Since the graph basically mirrors the XML sources, analyzing the XML data directly would be an option, but the XML source download links give me 404s. 🤨

I will probably contact the people from SAWS about this.

lu-pl · 2024-10-08T09:45:39Z

Question: Would this be sufficient to extract all Kekaumenos text nodes? I would like to verify the "Consilia et Narrationes" provenance, which should be connected as an F2 (?).

PREFIX crm: <http://www.cidoc-crm.org/cidoc-crm/>

select distinct ?e33 ?text
where {
    ?e13 a crm:E13_Attribute_Assignment ;
        crm:P14_carried_out_by <https://r11.eu/rdf/resource/773a32fb-f5ab-4898-926c-354bfe0171ba> ;
        crm:P17_was_motivated_by ?e33 .
    ?e33 a crm:E33_Linguistic_Object ;
        crm:P190_has_symbolic_content ?text .
}

tla · 2024-10-15T07:11:59Z

Sorry for the late reply - that query would get you all the text nodes that were used as sources for statements we are saying Kekaumenos made. While I think it would work, there is the possibility that someone else is credited with something from Kekaumenos' text, or that the author is credited with assertions that don't come from this text. So I would rather suggest to start from the text, get the publication, the passage, and thence the assertion. (You can drop the query for ?c if you don't need the assertion where the text node is used.)

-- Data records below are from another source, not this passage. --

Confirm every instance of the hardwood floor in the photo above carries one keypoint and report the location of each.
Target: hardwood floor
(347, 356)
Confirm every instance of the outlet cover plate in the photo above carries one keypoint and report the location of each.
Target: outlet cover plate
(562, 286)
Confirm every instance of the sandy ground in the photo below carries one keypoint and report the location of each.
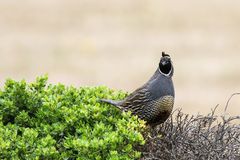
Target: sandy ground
(119, 43)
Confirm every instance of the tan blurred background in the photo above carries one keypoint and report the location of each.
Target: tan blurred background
(119, 43)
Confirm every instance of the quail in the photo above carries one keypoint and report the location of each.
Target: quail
(153, 102)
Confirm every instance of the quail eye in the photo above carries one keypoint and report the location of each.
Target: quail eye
(165, 67)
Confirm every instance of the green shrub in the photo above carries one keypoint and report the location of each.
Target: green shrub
(45, 121)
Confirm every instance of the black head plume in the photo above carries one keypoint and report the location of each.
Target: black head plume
(165, 55)
(165, 64)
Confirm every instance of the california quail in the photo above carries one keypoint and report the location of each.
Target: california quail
(153, 102)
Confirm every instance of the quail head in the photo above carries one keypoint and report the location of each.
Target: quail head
(153, 102)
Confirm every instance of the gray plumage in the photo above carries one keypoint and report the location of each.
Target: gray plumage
(153, 102)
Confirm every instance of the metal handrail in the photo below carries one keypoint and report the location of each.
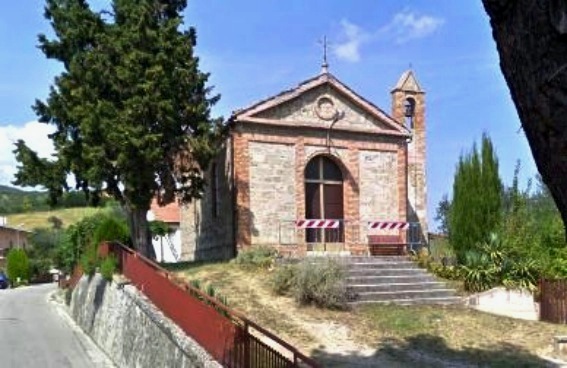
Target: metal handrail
(233, 315)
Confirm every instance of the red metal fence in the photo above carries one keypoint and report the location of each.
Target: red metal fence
(232, 339)
(553, 301)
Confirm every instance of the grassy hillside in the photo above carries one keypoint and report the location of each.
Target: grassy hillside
(4, 189)
(382, 335)
(34, 220)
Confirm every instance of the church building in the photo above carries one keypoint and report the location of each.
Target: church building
(316, 168)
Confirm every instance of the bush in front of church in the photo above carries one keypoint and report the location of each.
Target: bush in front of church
(319, 282)
(256, 257)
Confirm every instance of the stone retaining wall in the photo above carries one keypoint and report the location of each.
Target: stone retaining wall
(130, 329)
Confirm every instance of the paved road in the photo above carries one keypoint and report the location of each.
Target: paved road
(36, 332)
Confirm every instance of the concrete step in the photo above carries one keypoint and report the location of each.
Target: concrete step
(354, 272)
(411, 278)
(397, 287)
(381, 265)
(376, 259)
(405, 295)
(413, 301)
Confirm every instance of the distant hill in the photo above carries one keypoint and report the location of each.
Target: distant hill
(14, 200)
(9, 190)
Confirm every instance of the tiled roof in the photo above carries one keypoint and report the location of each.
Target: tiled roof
(169, 213)
(324, 78)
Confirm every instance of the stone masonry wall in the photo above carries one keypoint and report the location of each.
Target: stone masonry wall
(416, 171)
(131, 330)
(254, 144)
(272, 187)
(378, 189)
(207, 233)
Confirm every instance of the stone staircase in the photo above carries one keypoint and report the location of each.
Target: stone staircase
(394, 279)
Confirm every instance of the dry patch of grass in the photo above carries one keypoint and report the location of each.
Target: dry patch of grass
(370, 335)
(32, 220)
(458, 334)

PREFIX crm: <http://www.cidoc-crm.org/cidoc-crm/>
PREFIX star: <https://r11.eu/ns/star/>
PREFIX data: <https://r11.eu/rdf/resource/>

select distinct ?e33 ?text
where {
    ?a crm:P141_assigned data:38da8bdf-c317-4796-be0f-3b6a3ff783c7 ;
       a star:E13_lrmoo_R5 ;
       crm:P140_assigned_attribute_to ?pub .
    ?b crm:P140_assigned_attribute_to ?pub ;
       a star:E13_lrmoo_R15 ;
       crm:P141_assigned ?e33 .
    ?c crm:P17_was_motivated_by ?e33 ;
       a crm:E13_Attribute_Assignment .
    ?e33 a crm:E33_Linguistic_Object ;
        crm:P190_has_symbolic_content ?text .
}

lu-pl · 2024-10-22T08:57:47Z

I was able to query the SAWS SPARQL endpoint for annotated text nodes with Python now (httpx), processed/grouped the SPARQL results and generated JSON output for further processing.

Next steps include comparing the JSON outputs to each other and looking at/figuring out the SPARQL query for extracting Kekaumenos text literals from the GraphDB store.

lu-pl · 2024-11-25T12:31:12Z

Two things need consideration:

What should be achieved?

If the actual goal is to establish a connection between the Releven graph and the SAWS graph (which seems reasonable), then no further data processing is needed. E.g. mappings from greek to english LinguistObjects are already established in the SAWS graph.

Identity conditions for equivalent text passages

Identity conditions for equivalent text passages and string matching parameters for text nodes in both graphs need to be carefully evaluated. For example the E33/E73 node https://r11.eu/rdf/resource/d4deff31-2933-41b1-93a7-17ff71f91f6f in the Releven graph has a symbolic content of "μητρός" asserted about it. Obviously, this is highly unspecific and therefore has high match probability. In the case of "μητρός", only one text node in the SAWS graph would actually match:

{
    "node_id": "http://www.ancientwisdoms.ac.uk/cts/urn:cts:greekLit:tlg3017.Syno298.sawsGrc01:divedition.divsection3.o101.a91",
    "data": {
        "is_variant_of": "http://titus.fkidg1.uni-frankfurt.de/texte/etcs/grie/sept/sept.htm?sept858.htm#VT_Sir._7_27",
        "a": "http://purl.org/saws/ontology#LinguisticObject",
        "falls_within": "http://www.ancientwisdoms.ac.uk/cts/urn:cts:greekLit:tlg3017.Syno298.sawsGrc01:divedition.divsection3.o101",
        "is_close_translation_of": null,
        "has_text_content": "περὶ τιμὴσ γονέων Μνήσθητι ὠδῖνος μητρός",
        "provenance": "CMR",
        "rdf_schema_label": "divedition.divsection3.o101.a91"
    }
}

But obvioulsy there aren't any strong markers that would allow to assert a text passage match with reasonable certainty.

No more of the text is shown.